I love my slow cooker! I love it. Love love love love love it. It’s a bit like having a maid, if the maid was you earlier in the day. I usually come home at around 8.30pm and there’s no way I would start cooking a healthy meal from scratch then but with my slow cooker my dinner is already there! It makes preparing food so easy too, literally chop it up and throw it in.
This is my go to chilli recipe.
A lot of vegan food can lack umami but with the addition of cacao powder and marmite to the recipe it really packs a punch and leaves you feeling completely satisfied.

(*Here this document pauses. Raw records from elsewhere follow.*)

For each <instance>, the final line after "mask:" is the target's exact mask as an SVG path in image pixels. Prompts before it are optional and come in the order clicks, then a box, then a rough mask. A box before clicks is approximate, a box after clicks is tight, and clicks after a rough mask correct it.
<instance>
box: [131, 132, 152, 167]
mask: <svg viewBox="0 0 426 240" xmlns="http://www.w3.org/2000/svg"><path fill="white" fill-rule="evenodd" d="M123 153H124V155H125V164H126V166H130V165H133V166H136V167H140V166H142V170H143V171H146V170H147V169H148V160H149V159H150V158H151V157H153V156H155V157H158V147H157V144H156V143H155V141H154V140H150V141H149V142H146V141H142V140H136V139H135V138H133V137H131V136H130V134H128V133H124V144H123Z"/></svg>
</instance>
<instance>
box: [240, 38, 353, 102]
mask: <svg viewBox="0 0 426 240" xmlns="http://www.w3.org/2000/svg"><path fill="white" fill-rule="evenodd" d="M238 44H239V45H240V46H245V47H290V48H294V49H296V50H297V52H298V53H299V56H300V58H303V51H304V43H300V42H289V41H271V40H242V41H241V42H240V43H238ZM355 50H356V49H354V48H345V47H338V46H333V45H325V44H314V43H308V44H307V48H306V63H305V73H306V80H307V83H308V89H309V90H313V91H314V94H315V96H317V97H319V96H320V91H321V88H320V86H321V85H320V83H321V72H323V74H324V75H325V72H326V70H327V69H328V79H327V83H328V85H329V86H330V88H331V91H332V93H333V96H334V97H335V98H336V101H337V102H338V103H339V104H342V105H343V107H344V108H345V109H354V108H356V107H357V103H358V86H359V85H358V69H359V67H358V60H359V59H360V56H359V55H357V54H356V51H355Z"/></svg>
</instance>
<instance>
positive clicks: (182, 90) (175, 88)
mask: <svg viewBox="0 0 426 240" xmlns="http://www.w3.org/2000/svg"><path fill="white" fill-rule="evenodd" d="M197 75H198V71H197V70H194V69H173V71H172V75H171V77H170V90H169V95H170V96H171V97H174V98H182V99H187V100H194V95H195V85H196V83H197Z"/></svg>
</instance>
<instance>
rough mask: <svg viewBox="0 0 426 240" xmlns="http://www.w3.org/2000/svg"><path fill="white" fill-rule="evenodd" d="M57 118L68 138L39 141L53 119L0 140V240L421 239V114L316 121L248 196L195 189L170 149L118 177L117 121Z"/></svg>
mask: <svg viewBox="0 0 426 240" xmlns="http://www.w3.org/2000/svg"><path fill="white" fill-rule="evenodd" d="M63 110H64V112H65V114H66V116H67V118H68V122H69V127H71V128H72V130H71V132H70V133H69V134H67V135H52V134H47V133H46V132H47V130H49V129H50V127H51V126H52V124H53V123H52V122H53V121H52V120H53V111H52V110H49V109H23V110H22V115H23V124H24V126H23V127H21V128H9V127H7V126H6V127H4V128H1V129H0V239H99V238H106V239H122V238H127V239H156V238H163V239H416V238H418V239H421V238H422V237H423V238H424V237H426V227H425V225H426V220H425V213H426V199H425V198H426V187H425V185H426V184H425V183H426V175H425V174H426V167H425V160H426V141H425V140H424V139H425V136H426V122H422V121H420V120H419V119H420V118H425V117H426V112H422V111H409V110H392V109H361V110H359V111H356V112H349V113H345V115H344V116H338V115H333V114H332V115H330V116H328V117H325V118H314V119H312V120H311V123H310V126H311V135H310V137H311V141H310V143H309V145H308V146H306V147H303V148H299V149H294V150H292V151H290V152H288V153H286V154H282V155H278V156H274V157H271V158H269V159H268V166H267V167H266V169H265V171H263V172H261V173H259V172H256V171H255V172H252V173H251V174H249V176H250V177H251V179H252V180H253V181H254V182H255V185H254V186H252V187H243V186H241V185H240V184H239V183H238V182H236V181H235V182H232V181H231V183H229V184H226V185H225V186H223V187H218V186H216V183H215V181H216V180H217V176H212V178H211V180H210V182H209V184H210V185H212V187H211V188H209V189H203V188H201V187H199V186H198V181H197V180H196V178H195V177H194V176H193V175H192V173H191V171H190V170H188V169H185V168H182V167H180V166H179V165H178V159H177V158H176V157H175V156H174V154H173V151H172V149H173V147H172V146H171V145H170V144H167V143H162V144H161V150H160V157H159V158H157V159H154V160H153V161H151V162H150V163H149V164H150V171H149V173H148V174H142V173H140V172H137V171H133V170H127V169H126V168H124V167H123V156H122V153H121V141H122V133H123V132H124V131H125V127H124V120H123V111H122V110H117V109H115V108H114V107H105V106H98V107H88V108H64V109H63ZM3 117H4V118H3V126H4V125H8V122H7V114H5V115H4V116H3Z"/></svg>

I find that it’s enough in its own so you don’t need to serve with rice, but you can.
Ingredients
2 tins of tomatoes
1 tin kidney beans
1 tin of mixed beans in water
1 courgette
1 carrot
1 onion
1 red pepper
2 cloves of garlic
1 chilli (or more if you want)
1 tsp of cumin powder
1tsp of chilli powder
1 tsp of cinnamon
1 tsp of cacao powder
1/2 tsp marmite
1/2 veggie stock cube
Bay leaf
Salt and pepper to taste
To serve (optional but recommended)
Sprinkle of spring onions
Nutrional yeast
Method
Put all in slow cooker in the morning in no particular order, pop on low, go about you day, enjoy in the evening.
I like to save some for the next day and eat it cold on toast with a slither Violife creamy vegan cheese, it’s so good!